Saturday, February 21, 2015

1st Sunday of Lent, Year B, 22.02.2015

Genesis 9:8-15 / 1 Peter 3:18-22 / Mark 1:12-15

We are into the Lunar New Year (or the Chinese New Year) and according to the Chinese zodiac, this is the Year of the Goat.

So if you are born in the Year of the Goat, and going by the sound that the goat makes, then our wish for you is that “Meeh the Lord bless you.”

The Chinese zodiac has twelve animal symbols, and a person born under particular animal symbol is said to manifest the characteristics of that animal.

So in that sense, it is good that there is no year of the toad. That would be rather challenging where looks are concerned.

Even if that is changed to its relative, the frog, then one of the attributes won’t be that of singing.

As we all know, whether it is frogs or toads, they can’t sing; they can only croak.

But there is one frog that can sing. If we are from the era of Sesame Street and the Muppet Show, then we will know who that frog is.

We would know, or at least heard of Kermit the frog. Kermit is a singing frog, at least in the Muppet Show.

And he has a hit in the Billboard Hot 100 in 1979, and the title of the song is “Rainbow Connection”.

The song begins with “Why are there so many songs about rainbows, and what’s on the other side?”

And you know what they say about you will find at the other end of a rainbow? Whatever they may say, at the other end of the rainbow is just the letter “W”  :P

The 1st reading talks about a bow in the clouds, meaning to say, a rainbow.

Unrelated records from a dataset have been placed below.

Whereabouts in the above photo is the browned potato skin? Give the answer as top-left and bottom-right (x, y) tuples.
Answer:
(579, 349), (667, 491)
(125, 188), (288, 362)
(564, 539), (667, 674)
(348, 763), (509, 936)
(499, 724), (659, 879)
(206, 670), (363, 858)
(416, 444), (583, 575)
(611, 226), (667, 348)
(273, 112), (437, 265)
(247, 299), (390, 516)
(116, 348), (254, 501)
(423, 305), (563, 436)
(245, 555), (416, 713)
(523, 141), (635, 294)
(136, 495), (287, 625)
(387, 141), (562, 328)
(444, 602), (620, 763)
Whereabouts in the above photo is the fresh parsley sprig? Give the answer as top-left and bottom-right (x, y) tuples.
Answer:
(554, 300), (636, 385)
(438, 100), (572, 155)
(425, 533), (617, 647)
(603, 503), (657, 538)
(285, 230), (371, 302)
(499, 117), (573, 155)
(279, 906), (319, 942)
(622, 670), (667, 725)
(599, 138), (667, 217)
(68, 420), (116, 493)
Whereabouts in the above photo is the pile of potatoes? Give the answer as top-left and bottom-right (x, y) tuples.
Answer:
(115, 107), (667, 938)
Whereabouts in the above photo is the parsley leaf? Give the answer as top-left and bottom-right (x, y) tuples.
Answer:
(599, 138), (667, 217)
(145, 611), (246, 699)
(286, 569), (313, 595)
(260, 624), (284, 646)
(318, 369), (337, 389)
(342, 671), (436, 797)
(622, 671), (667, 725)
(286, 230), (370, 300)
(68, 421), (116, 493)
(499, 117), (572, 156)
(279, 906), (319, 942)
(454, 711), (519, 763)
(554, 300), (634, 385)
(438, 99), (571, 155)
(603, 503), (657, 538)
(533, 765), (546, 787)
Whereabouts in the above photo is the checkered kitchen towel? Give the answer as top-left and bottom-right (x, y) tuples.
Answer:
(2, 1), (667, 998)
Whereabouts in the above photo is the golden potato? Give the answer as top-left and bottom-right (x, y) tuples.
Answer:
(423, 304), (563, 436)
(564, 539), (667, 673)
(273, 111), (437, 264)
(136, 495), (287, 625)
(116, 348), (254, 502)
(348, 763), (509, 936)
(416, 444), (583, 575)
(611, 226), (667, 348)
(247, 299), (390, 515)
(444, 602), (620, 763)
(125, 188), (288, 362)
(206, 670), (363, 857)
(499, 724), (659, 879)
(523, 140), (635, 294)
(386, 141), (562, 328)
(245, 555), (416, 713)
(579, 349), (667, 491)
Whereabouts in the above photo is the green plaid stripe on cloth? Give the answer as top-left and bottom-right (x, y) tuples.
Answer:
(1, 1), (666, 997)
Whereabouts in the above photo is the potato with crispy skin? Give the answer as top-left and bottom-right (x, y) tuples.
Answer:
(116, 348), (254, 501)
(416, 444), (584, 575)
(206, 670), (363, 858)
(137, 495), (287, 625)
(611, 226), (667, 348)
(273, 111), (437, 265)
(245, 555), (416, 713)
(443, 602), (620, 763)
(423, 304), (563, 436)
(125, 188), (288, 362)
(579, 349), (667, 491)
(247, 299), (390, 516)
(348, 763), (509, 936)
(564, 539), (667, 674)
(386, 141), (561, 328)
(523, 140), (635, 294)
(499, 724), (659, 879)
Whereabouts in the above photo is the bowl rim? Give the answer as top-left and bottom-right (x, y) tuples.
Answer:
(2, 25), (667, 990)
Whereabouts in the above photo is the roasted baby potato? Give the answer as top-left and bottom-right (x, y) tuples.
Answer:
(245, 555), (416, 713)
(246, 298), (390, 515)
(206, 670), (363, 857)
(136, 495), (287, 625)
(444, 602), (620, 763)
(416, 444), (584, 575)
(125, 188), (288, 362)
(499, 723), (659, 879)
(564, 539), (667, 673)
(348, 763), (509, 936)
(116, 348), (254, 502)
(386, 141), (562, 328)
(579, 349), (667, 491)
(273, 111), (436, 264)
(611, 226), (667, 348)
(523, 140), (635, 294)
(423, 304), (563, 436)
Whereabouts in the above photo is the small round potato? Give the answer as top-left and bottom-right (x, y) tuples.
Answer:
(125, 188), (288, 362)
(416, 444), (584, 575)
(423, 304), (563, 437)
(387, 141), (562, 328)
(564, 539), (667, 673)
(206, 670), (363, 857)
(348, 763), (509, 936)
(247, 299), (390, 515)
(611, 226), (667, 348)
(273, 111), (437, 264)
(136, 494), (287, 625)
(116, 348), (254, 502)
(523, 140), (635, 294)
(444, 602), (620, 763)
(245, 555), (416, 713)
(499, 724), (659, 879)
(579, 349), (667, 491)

It was a rainbow that came after a lot of rain, 40 days of rain. It was a lot of rain and also with a lot of pain.

It was with a lot of pain that God decided to cleanse the world of sin and evil with the flood and only Noah and those with him and those animals in the Ark were saved from the flood.

And so after the flood subsided, God set the rainbow as a sign of the Covenant with Noah and every living creature for all generations – that water shall never again become a flood to destroy lives.

Sin has a destructive effect. It destroys the relationship between God and man, between man and his fellow man, and between man and creation.

The waters of the flood washed away and destroyed that sin, and water has now become a sign of salvation and the rainbow bears testimony to it.

If the rainbow in the 1st reading is the sign that bears testimony to the saving love of God, then in the gospel the sign of God’s saving love is none other than the desert.

We heard that the Spirit drove Jesus out into the wilderness of the desert, and He remained there for 40 days, and He was tempted by the devil.

In the harsh and torturing environment of the desert it is easy to give in to the temptations of the devil and to give up the fight.

And there is also this rather interesting line - He was with the wild beasts, and the angels looked after Him.

Why would the gospel mention in particular the wild beasts?

Well, the 1st reading also mentioned about wild beasts, those wild beasts that Noah brought into the Ark.

Those wild beasts were saved from the destruction of the flood.

In mentioning that the wild beasts were with Jesus, the gospel wants to point out to us that the saving mission of Jesus has begun.

And it began, of all places, in the desert, and in being with the wild beasts, Jesus brought nature back to God, just as Noah brought along the wild beasts into the Ark.

Jesus brought nature back to God in the harsh environment of the desert and from the devil’s temptations.

The next stage of His saving mission will be more difficult, and that is to bring mankind back to God.

And it will have to happen, more painfully, on the cross with the pouring out of His blood.

But just as there can be no rainbows without the rain, there can be no salvation without the pain.

Jesus knows that. And He wants us to know that too.

Life is like a rainbow. We need both the rain and the sun to make its colours appear.

But the damp disappointments followed by the scorching frustrations of life can make us forget the love of God for us.

Yet, it can also bring out the true colours within us, the colours of love that God has painted in our lives.

Oh, about Kermit the frog singing that song “Rainbow Connection”. It may sound like some kind of lullaby or kiddies song.

But in the Muppet Movie where Kermit first sang that song, he was in a swamp and he looked at the rainbow. He was told that it’s just a vision, just an illusion.

But he goes on to sing that as he reflected on the rainbow, he hears a voice and he heard it too many times to ignore it, and it’s calling him to be something that he’s supposed to be. 

It all started out by just looking at the rainbow, and its colours, and then he found the connection with his life.

The colours of the rainbow bears testimony that God wants to brighten our lives with His saving love.

We bear that rainbow of God’s love within us and that is the Good News that Jesus came to proclaim.

If we believe in that Good News, then we in turn must bear witness to that Good News and be a rainbow of God’s love in other people’s lives.